Pérez-Hernández et al. investigated breakthrough pain characteristics and patterns using the Alberta breakthrough pain assessment tool25. This study showed that 42.6% of patients could correctly predict the occurrence of breakthrough pain. Another 20.5% of patients could accurately estimate breakthrough pain on certain occasions. This is mostly because CPE is associated with pose or movement of patients. In an earlier study, as per the answers of 81.5% of the patients, the duration of onset time to the peak intensity of breakthrough pain was less than 30 min. Considering interval breakthrough pain is twice as much as onset to peak time, we first tried to make a predictive model inputting the serial pain log data divided by an hour. However, as we used the zero-input method for missing values, the data had high sparsity after the 1-h binning (CPE: 6.0% of the total dataset). Therefore, we performed ablation studies with larger intervals binning up to 12 h, which was the least clinically available, and the sparsity of CPE was improved (CPE: 44.5% of the total dataset) (Supplementary Table 2). Meanwhile, the length of the input record also affected the model performance. However, the extent was less significant compared to the change of time binning length. It is necessary to reflect on these data characteristics and optimize them according to the clinical setting.
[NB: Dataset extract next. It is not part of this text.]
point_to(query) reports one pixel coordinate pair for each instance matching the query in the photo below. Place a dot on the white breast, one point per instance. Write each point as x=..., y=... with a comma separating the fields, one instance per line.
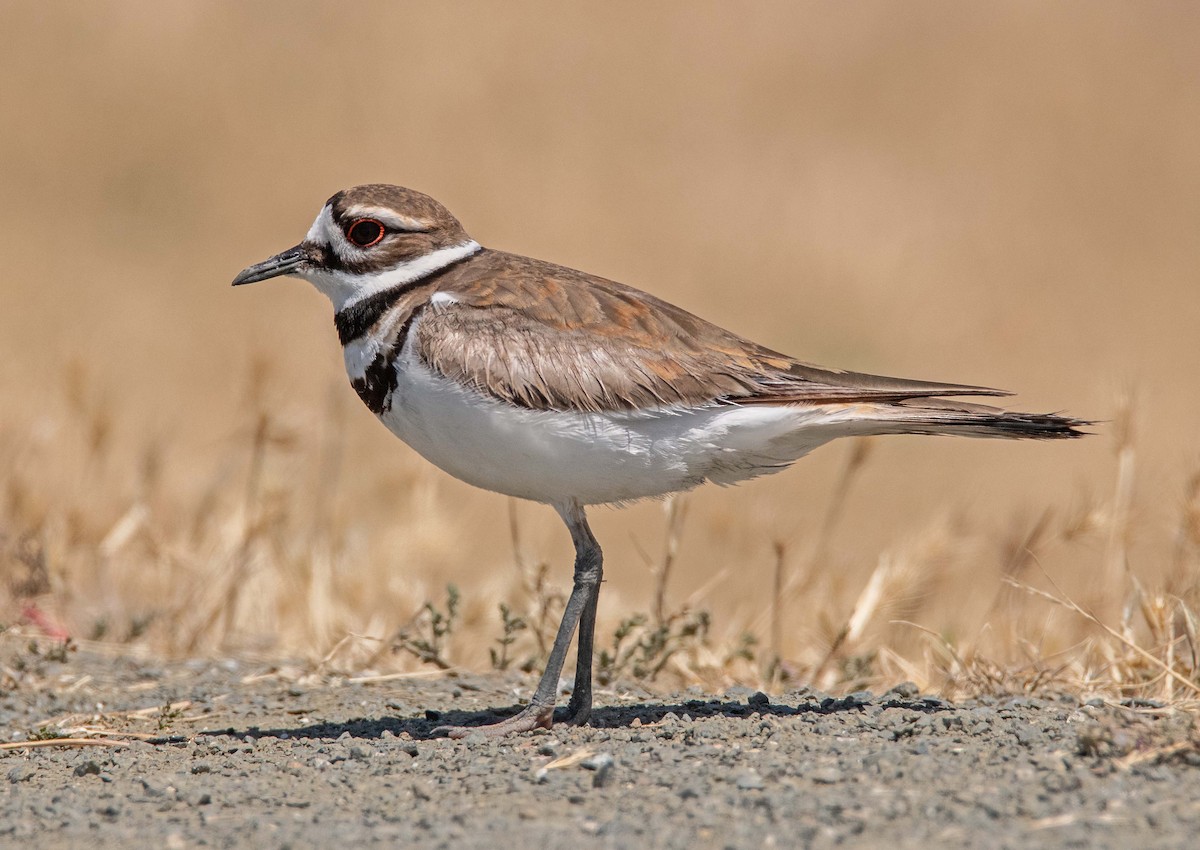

Our study has certain limitations. The most prominent limitation is its single center-based design, which might limit the generalizability of our data. In addition, we used NRS records divided by hours and simply defined the breakthrough pain as the time interval with the records with an NRS above 4. By following this protocol, we have excluded many other characteristics of cancer pain, that might limit the interpretation. Additionally, our study investigated univariable models with simple structures as our goal was to explore the feasibility of pain patterns. Nevertheless, our models showed adequate performance even though there were few input data types. Subsequent validation studies, including detailed data and sophisticated model structure, would make the model perform better and more applicable.

In conclusion, our study showed that cancer pain could be predictive using deep learning models. Though our exploratory study has limitations, further research could improve the model performance, and verification study could make our model applicable in real-world practice.